Lethal injection challenges have swept the nation over the last year, becoming the latest tactic among lawyers who represent defendants who have been sentenced to death. Lawyers for the states deride them as transparent stalling tactics.
A jury in Jefferson County -- where Arthur's trial was moved because of publicity in Colbert County -- convicted Arthur of capital murder in the 1982 death of Troy Wicker. In January 1992, the judge sentenced Arthur to death by electrocution.
Alabama changed its execution method from the electric chair to lethal injection in 2002. The suit filed last week alleges that lethal injection violates the Constitution's ban on "cruel and unusual" punishment.
But Assistant Attorney General Clay Crenshaw said the lethal injection claims made by death row inmates are baseless.
"It's just obvious that all these people are trying to do is stall for time," he said.
Suhana Han, a New York lawyer who represents Arthur, expressed puzzlement over the state's position.
"I don't understand why the state of Alabama would criticize us for ensuring that the method (of execution) Alabama chooses is constitutional," she said.
Arthur's lawyers contend his prosecution was flawed. The victim's wife, Judy Wicker, originally was convicted of the murder. Later, she changed her story, agreeing to testify against Arthur. She won parole after testifying that she paid Arthur to kill her husband. The prosecutor, Gary Alverson, previously had represented her before the parole board.
Alverson has denied a conflict of interest in the case.

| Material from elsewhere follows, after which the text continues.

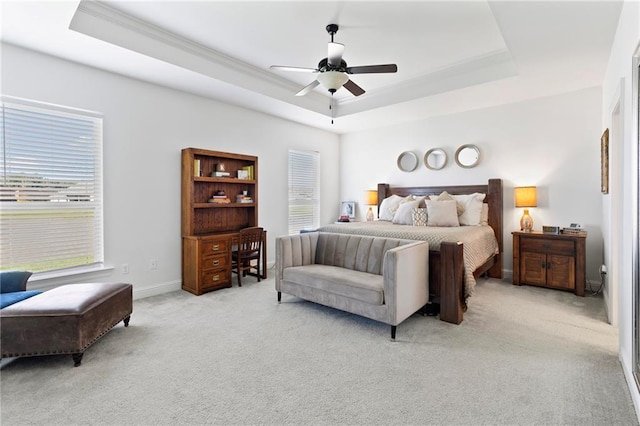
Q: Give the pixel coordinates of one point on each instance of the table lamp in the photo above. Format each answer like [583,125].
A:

Arthur's lawsuit contends physical evidence did not support -- and in some cases contradicted -- the allegations.
The lawsuit claims that Arthur's previous lawyer failed to conduct minimal investigation on his client's behalf and failed to locate two alibi witnesses. DNA testing never has been conducted in the case.
Appeals courts have rejected Arthur's previous claims on grounds that he waited too long to file them, and Crenshaw said they should be rejected again. He contended that Arthur's lawyers are merely looking for ways to delay the execution.
But Han said Arthur has sought DNA tests for years and that he did not file claims earlier because he never received notice of the certificate of judgment triggering the limitations period.
"Our goal from day one has been to present evidence to the court that Mr. Arthur is innocent. We're trying to move this forward," she said.
The lethal injection suit contends that the drug used to stop a death row inmate's heart -- potassium chloride -- causes "agonizing pain" if the person has not been properly anesthetized. It says there is no way to determine if the sodium pentothal used to render the person unconscious is administered properly because a second drug that is used to paralyze the muscles, Pavulon, would prevent the person from reacting.
Crenshaw said the state uses eight times the sodium pentothal that is needed. "It's almost as if they are claiming the same IV line that delivers the first drug that (supposedly) doesn't work right somehow, as if by magic, works with the second and third ones," he said.